Oliver Dennett Grover, from a photograph reproduced in Arthur Nicholas Hosking, “Oliver Dennett Grover, Painter,” The Sketch Book 5 (Sept. 1905).

Oliver Dennett Grover 1860–1927

Born in Earlville, Illinois, the son of a lawyer, Oliver Dennett Grover learned the rudiments of painting from portraitist Alden Finney Brooks. He moved with his family to Chicago as a boy and studied at the Chicago Academy of Design (predecessor of the Art Institute of Chicago) while attending secondary school. Following legal studies at the old University of Chicago, Grover used a small bequest to travel to Munich in 1879 to pursue a career in art. There he studied at the Royal Academy and joined the group of young Americans in the circle of the charismatic American artist Frank Duveneck. Traveling with Duveneck to Venice, Grover met James McNeill Whistler, who inspired him to pursue etching. Grover then studied further at the Académie Julian in Paris.

By the time he settled back in Chicago in 1887 with an appointment to the faculty of the fledgling Art Institute of Chicago, Grover had exhibited in prestigious venues in London, Paris, and Munich. In his hometown he stepped into leadership roles in local artists’ organizations, notably the Chicago Society of Artists. He made his debut as a large-scale painter by contributing to a monumental cyclorama painting of the Battle of Gettysburg under the direction of French artist Paul Philippoteaux. In 1889–1890 Grover assisted Albert Fleury in painting two murals in the theater of the new Auditorium Building and independently executed two lunette murals for the dining room of the adjacent hotel. Partnering with Ernest Albert, Grover established a decorative and scenic painting firm and worked on mural commissions, including projects for the Merchant Tailors Building at the 1893 World’s Columbian Exposition, the new Central Trust Company (later Chicago National Bank) building, to which L. C. Earle also contributed, and the southside Blackstone Library, the Chicago Public Library’s first branch facility.

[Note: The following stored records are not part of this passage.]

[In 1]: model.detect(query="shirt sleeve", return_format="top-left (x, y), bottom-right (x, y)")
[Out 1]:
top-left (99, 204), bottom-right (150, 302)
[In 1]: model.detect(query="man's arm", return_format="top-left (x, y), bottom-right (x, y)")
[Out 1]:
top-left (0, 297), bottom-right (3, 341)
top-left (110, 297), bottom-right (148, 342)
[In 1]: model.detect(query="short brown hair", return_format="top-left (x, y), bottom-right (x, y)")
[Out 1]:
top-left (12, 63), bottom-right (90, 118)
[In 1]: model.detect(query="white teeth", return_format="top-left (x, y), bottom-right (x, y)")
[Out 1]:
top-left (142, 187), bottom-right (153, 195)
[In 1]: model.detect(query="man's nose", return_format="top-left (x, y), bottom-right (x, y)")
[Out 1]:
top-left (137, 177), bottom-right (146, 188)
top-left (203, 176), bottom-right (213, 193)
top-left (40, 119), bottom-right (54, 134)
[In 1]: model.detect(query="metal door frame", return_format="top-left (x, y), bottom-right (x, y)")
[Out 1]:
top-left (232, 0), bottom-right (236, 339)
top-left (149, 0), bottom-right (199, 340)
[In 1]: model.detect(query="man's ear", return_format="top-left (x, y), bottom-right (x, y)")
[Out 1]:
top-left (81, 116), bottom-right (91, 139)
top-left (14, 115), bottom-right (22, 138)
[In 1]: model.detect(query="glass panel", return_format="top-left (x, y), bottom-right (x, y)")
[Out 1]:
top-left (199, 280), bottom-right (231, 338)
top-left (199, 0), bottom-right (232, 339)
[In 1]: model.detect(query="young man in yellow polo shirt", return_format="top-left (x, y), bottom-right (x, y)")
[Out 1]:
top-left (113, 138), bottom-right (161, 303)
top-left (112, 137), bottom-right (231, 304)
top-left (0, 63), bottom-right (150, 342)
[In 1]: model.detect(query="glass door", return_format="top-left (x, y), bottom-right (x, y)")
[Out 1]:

As a member of the informal artists’ gathering known as the Little Room and its successor, the Cliff Dwellers club, Grover associated with such members of Chicago’s artistic elite as Ralph Clarkson and sculptor Lorado Taft; together, this trio “dominated almost dictatorially” Chicago’s art scene at the turn of the twentieth century, according to critic Clarence J. Bulliet.i One of the most public and prominent Chicago artists of his day, Grover received abundant local and national press attention as he showed his work in numerous group and solo exhibitions and received a host of awards and honors, culminating in election to associate membership in the National Academy of Design in New York. In addition to his mural work, Grover established a solid reputation as a painter of society portraits, and he was active as an etcher. In landscape painting he was best-known for his images of Italy; he traveled widely and later expanded his subject matter to the American West and the Canadian Rockies. At the time of his death, marked by a memorial exhibition at the Art Institute, Grover had come to symbolize embattled conservative artistic values. Bulliet, an outspoken champion of modernism, recalled him—with only a hint of irony—as “a man of fine culture, sensitive, and looking every inch the artist.”

Wendy Greenhouse, PhD

i C. J. Bulliet, “Artists of Chicago Past and Present. No. 96: Oliver Dennett Grover,” Chicago Daily News, July 22, 1939.